Ayahku sedang duduk di tempatnya yang biasa, Taesa.
Dia berdiri di kaki tangga, berjalan di jalan darah.
“Semoga Heavenly Demon diberkati dengan keberuntungan besar, semoga bintang-bintang bersinar di atas Anda, dan semoga tubuh Anda aman dan sehat,” sapaku. (Geom Mu-geuk)
“Mengapa kau melakukan sesuatu yang biasanya tidak kau lakukan?” jawabnya. (Ayah)
“Seorang pemimpin sekte junior setidaknya harus menawarkan salam seperti itu,” kataku, senyum merayap di wajahku. (Geom Mu-geuk)
“Bertindaklah seperti biasa,” kata ayahku, sudut mulutnya melengkung. (Ayah)
“Apakah Anda mengobrol dengan baik dengan kakakku?” tanyaku. (Geom Mu-geuk)
“Aku tidak bisa. Kakakmu tidak mengeluh di belakang orang seperti yang lain.” (Ayah)
Ayah, perhatian Anda pada kakakku kemarin benar-benar mengagumkan.

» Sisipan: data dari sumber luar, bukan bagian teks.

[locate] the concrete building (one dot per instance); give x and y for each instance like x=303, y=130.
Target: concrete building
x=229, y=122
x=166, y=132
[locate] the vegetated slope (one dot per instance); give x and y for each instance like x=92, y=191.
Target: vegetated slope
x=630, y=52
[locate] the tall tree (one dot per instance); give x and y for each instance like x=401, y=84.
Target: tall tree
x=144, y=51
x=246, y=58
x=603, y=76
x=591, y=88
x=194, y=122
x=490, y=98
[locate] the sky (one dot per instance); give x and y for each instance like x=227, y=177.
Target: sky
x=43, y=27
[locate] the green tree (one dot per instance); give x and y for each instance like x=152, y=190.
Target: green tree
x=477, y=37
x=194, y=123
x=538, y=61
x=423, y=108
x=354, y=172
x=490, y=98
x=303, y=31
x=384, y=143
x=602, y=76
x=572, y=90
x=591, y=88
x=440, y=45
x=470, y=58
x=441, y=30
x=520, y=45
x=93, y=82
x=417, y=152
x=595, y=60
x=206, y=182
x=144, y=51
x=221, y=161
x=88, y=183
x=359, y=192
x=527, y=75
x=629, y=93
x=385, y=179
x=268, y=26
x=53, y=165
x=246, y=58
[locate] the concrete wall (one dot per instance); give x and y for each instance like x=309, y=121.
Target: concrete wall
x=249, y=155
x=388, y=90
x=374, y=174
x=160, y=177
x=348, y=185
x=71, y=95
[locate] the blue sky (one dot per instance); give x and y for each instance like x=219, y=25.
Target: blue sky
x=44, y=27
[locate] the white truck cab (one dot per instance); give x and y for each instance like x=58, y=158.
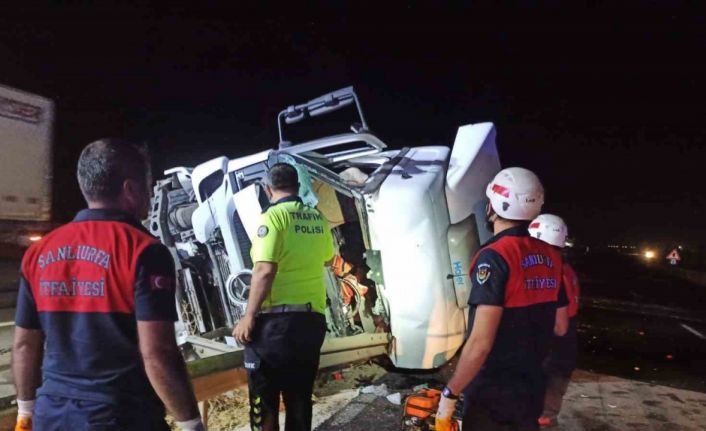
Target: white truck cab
x=406, y=224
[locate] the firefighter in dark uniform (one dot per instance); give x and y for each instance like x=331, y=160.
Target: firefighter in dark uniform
x=561, y=361
x=96, y=310
x=516, y=304
x=284, y=325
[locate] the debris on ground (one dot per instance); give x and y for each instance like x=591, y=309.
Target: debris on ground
x=353, y=377
x=378, y=391
x=395, y=398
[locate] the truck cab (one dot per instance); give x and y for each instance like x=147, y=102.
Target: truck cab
x=405, y=222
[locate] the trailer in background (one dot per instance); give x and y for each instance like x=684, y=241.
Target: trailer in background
x=26, y=125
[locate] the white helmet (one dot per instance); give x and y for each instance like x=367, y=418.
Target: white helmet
x=550, y=229
x=516, y=194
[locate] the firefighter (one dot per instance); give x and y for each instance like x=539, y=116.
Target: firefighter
x=516, y=304
x=96, y=309
x=561, y=361
x=284, y=325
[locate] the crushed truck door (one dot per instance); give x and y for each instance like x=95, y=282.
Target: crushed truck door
x=473, y=163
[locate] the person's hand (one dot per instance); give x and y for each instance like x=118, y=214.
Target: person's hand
x=24, y=415
x=243, y=329
x=191, y=425
x=444, y=420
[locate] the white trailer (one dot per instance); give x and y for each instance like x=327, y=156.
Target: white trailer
x=26, y=122
x=410, y=218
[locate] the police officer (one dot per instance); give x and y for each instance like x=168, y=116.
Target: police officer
x=561, y=361
x=284, y=325
x=515, y=304
x=96, y=308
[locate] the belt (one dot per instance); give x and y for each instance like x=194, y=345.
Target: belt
x=287, y=308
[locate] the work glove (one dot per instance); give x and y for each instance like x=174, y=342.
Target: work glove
x=194, y=424
x=444, y=415
x=24, y=415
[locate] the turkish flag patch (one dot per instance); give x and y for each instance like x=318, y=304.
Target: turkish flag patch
x=161, y=282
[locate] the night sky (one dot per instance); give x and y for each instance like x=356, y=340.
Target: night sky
x=607, y=106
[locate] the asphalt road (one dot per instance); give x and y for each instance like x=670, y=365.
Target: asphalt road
x=653, y=328
x=638, y=321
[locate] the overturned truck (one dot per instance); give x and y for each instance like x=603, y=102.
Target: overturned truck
x=406, y=223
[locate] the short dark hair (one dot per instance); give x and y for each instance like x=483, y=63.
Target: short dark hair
x=283, y=176
x=105, y=164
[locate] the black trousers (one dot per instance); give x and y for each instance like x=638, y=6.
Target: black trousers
x=55, y=413
x=283, y=359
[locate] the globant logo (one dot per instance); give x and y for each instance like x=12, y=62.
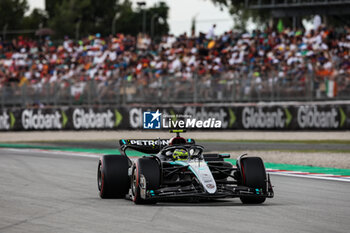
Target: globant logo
x=39, y=120
x=91, y=120
x=155, y=120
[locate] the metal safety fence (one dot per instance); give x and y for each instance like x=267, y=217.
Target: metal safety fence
x=232, y=86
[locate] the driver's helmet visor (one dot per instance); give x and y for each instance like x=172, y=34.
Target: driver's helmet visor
x=180, y=154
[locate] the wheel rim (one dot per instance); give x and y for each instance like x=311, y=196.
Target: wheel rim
x=133, y=187
x=99, y=177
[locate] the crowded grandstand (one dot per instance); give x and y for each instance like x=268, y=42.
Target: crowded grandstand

“Aku telah menepati janjiku untuk memegang tangannya, jadi mulai sekarang, tolong bantu aku sedikit juga.” (Geom Mu-geuk)
Ayahku tidak menanggapi, tetapi aku yakin dia akan membantu dalam beberapa hal mengenai masalah kakakku.
“Kau menyanyikan pujian tentang menjadi penerus, tetapi sekarang kau akan memiliki banyak tugas di depanmu.” (Ayah)
Aku tahu itu dengan baik.
Ada banyak masalah internal yang harus ditangani, acara yang harus dihadiri, dan terutama banyak acara eksternal yang harus aku hadiri menggantikan ayahku.
“Aku akan memamerkan wajah tampan ini, yang menyerupai wajah Anda, kepada dunia.” (Geom Mu-geuk)
Sebenarnya, aku mengandalkan Shichun Secret Technique.
Aku harus mengolahnya entah bagaimana untuk mengamankan lebih banyak waktu.
Ayahku, yang telah diam-diam menatapku, tiba-tiba bertanya, “Apakah kau siap?” (Ayah)
Aku merasakannya.
Momen yang telah lama aku tunggu akhirnya tiba.
“Saya siap,” jawabku dengan tenang. (Geom Mu-geuk)
Ayahku berdiri dari Taesa.
“Ikuti aku.” (Ayah)
Aku mengikutinya untuk sesuatu yang lebih penting daripada posisi penerus.
Meskipun kami berjalan perlahan, jantungku mulai berdebar kencang seolah sedang berlari.